What does this really mean?
When a business sale takes place (keep in mind, a B&B is a business within a piece of real estate), the purchase price has to be allocated among assets: land, building, FF&E (furniture, fixtures & equipment) and sometimes goodwill and non-competition agreement. The seller has been filing a corporate/business tax return using a certain basis from when they purchased, and depreciating against such basis over the years of ownership. When the property does transfer, the seller’s taxable gain (or sometimes loss) is calculated on that basis. But the buyer and seller have to agree on an ‘allocation of assets’, since it affects the seller’s gain and becomes the buyer’s tax basis for future depreciation. Are you snoozing yet?
Here’s an example:
Most Beautiful Inn B&B
Contract Price $1,000,000 broken down as such:
Land: $200,000 (tangible property/real estate)
Building: $650,000 (tangible property/real estate)
FF&E: $50,000 (tangible personal property)
Goodwill: $75,000 (intangible asset)
Non-Compete: $25,000 (intangible asset)
Total $1,000,000 contract price
And let’s say this represents the allocation the seller (then buyer) agreed to as their tax basis when they purchased:
Land: $100,000 (tangible property/real estate)
Building: $450,000 (tangible property/real estate)
FF&E: $30,000 (tangible personal property)
Goodwill: $35,000 (intangible asset)
Non-Compete: $15,000 (intangible asset)
Total $630,000 (what they paid)
So what does this mean? Because land doesn’t depreciate, and the building and FF&E depreciate at different rates, the gain when a sale takes place is calculated on the new allocation as it compares with the old, factoring in depreciation. The seller pays a tax on the gain. Further, the state of Maine has a one time state transfer tax (when a property is sold) that is paid at closing; it is calculated on the amount allocated to land and building only (real estate). The FF&E, though tangible assets, are taxed separately by personal property taxes. And the parties have to sign an IRS document that they agree to the allocation, so that they are held accountable should they decide to do any crazy accounting!

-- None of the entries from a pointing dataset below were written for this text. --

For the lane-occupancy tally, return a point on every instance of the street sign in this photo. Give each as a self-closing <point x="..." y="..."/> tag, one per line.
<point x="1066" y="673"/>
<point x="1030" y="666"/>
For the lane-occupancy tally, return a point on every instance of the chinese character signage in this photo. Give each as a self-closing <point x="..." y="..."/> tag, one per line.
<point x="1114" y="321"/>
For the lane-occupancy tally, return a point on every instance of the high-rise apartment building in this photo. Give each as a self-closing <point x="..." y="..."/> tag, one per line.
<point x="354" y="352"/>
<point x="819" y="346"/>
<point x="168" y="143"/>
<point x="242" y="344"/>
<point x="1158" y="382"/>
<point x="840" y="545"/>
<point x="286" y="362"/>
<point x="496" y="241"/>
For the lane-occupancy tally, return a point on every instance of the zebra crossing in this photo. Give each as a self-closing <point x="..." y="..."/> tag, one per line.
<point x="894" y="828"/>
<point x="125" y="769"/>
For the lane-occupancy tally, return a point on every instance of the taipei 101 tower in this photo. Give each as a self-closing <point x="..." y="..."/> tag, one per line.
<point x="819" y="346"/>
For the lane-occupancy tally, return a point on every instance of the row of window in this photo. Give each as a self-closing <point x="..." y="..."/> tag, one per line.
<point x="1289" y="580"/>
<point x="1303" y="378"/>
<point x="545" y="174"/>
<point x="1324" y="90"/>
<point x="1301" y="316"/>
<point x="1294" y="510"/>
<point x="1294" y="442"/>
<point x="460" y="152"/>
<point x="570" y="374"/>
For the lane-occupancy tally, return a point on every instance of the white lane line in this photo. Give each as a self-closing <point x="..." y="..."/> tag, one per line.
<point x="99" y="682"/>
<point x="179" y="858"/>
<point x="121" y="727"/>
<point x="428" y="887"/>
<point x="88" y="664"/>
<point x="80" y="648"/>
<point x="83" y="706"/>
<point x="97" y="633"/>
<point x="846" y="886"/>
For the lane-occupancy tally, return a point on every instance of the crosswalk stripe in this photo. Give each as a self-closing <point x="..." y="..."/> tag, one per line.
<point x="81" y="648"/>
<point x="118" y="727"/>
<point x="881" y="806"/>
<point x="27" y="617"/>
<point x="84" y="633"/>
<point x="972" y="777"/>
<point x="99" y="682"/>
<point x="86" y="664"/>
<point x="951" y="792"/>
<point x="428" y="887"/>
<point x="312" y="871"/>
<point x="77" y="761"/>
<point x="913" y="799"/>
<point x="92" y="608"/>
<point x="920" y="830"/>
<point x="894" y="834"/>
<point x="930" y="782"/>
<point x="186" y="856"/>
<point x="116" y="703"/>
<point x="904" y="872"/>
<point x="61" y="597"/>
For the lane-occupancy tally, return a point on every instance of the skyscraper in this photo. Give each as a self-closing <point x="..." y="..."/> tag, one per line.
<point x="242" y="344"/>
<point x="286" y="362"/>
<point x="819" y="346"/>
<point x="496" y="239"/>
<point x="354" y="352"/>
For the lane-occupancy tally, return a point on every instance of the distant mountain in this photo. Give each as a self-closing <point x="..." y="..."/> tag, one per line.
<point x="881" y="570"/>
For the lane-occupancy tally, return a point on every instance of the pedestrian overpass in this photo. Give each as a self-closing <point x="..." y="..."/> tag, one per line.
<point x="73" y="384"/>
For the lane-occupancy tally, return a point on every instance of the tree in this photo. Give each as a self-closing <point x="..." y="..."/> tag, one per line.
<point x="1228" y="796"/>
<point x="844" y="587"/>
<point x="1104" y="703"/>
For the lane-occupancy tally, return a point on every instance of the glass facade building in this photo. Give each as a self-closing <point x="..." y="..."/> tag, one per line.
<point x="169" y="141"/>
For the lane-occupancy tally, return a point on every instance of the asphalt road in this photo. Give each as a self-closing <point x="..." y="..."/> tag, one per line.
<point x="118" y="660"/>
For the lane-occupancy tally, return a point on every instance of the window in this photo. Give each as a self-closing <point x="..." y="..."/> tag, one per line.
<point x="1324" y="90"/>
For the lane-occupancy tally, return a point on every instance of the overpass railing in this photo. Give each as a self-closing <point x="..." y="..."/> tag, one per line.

So as a seller, you will want to consider how a sale will affect you financially. Seek your accountant’s advice on anticipating your gain. A lot more goes into this calculation than I’m describing here, but it’s enough to help you understand the basics to talk to your accountant about. And as a buyer, you can talk to your accountant about how your sale down the road might be affected by the agreed upon allocation.
I have to smile. My father is an accountant and when I was young and would visit his office, I’d say “I could never be an accountant or crunch numbers like you do, Dad”…What is it that they say? Never say never?